Le chapiteau abrite jusqu’à 1.200 places. Chacun y goûte les délices
multiples d’un grand concert symphonique. Parmi les festivaliers les
plus fidèles, beaucoup de locaux, venant de Lyon et de Grenoble, mais
aussi des Britanniques, premiers berlioziens de coeur et dont la colonie
d’admirateurs se retrouve chaque été à La Côte.
Notre premier concert rappelle la présence des orchestres pendant le
festival: incroyable renversement… quand Berlioz qui n’a probablement
jamais organisé ni dirigé de musiciens dans son pays natal, inspire
aujourd’hui tout un cycle orchestral, évoquant non sans raison quel
symphoniste de génie, visionnaire et expérimental, il demeure.
Symphonisme visionnaire au château Louis XI
Le programme est une parfaite illustration du visuel de l’affiche
officielle abordant l’équation magique d’un romantisme absolu, sans
limite, sauvage et même brutal par ses arêtes expérimentales: « Berlioz,
Liszt et le diable ». Liszt (année du bicentenaire oblige) et Berlioz
sont donc les deux figures de ce programme au contenu visionnaire.
Du premier, Les Siècles et François-Xavier Roth jouent la Dante Symphonie (1857),
triptyque vertigineux, convoquant le souffle d’une fresque de
Michel-Ange à la spiritualité wagnérienne. D’ailleurs, l’oeuvre est
dédiée à l’auteur de Parsifal: elle en annonce les éthers et les cimes
flottantes, ce merveilleux ascensionnel auquel aspire Liszt, apôtre d’une
nouvelle musique. Mais auparavant il faut traverser les cercles
mouvementés et agités des Enfers, puis du Purgatoire, suivre les
paysages terrifiants conçus par Dante: abîmes et abysses, vagues et
pointes sardoniques, magma barbare que la très riche palette dynamique
et l’engagement sans contraintes du chef exprime sans emphase.
C’est même le propre de l’orchestre Les Siècles sur instruments
d’époque: soutenir l’intensité d’une sonorité franche et claire sans
sacrifier la saveur des timbres restitués. De la puissance et de la
transparence: c’est une esthétique nouvelle au service des oeuvres
romantiques (voilà aussi pourquoi, la formation et son chef sont
régulièrement les invités du Palazzetto Bru Zane Centre de Musique
Romantique Française à Venise: l’Orchestre a déjà « recréer »: la cantate
Velléda de Dukas, contribuer à la redécouverte de partitions oubliées
comme La procession nocturne d’Henri Rabaud de 1899).

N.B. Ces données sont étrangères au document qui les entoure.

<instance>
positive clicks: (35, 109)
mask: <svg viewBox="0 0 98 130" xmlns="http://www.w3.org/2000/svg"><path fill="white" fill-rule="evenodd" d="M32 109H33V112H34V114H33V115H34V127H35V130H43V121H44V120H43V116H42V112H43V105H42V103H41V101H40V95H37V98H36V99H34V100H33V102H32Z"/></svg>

Travail d’orfèvre, d’une précision jamais mécanique, auquel François Xavier Roth
apporte une souplesse constante. Sans omettre la
profondeur: d’une oeuvre cathédrale qui doit décoller et atteindre les
cimes dont nous avons parlées (comme l’ouverture de Lohengrin).
Et pour coller à cette rencontre des arts, -(visible au Musée Berlioz
grâce aux oeuvres de Fantin-Latour, plasticien transcripteur des oeuvres de Berlioz exposition Fantin-Latour interprète Berlioz, jusqu’au 31 décembre 2011)-, François Xavier Roth
ajoute l’apport de l’image projetée: aquarelles et dessins sur le thème
de l’Enfer de Dante. Le trait incisif et l’imaginaire fantastique de
William Blake conviennent idéalement au Liszt démiurge, recréateur à la
croisée des arts. Pour articuler le texte du Magnificat final, le
concours du choeur préparé par Nicole Corti apporte la couleur vocale nécessaire pour que s’incarne cette aspiration transcendante à la pureté.
Autre perle symphonique associant instruments et choeur, l’opus à trois facettes : Tristia (1848),
qui malgré un apparent éclectisme formel, n’en conserve pas moins la
même main et le même caractère d’un épisode à l’autre: cette sensibilité
visionnaire et expérimentale d’un Berlioz qui dévore les grands auteurs
épiques (comme auparavant, en première partie, Liszt revisitait Dante),
se réalise d’après Shakespeare: évoquant Hamlet (Marche funèbre), une
méditation religieuse (la relation avec Liszt est encore plus
renforcée); surtout, la mort d’Ophélie, mélodie parmi les plus
parfaites d’Hector: chantée ici, dans sa version pour choeur et
orchestre. L’articulation et les modulations accentuées du texte sont
maîtrisées par un choeur toujours vivant et fusionné à l’orchestre. Si
la Dante Symphonie récapitule des Enfers à la lumière, toute la vie
musicale et spirituelle de Liszt, Tristia confirme l’audace d’un Berlioz
qui réinvente les formes du concert symphonique.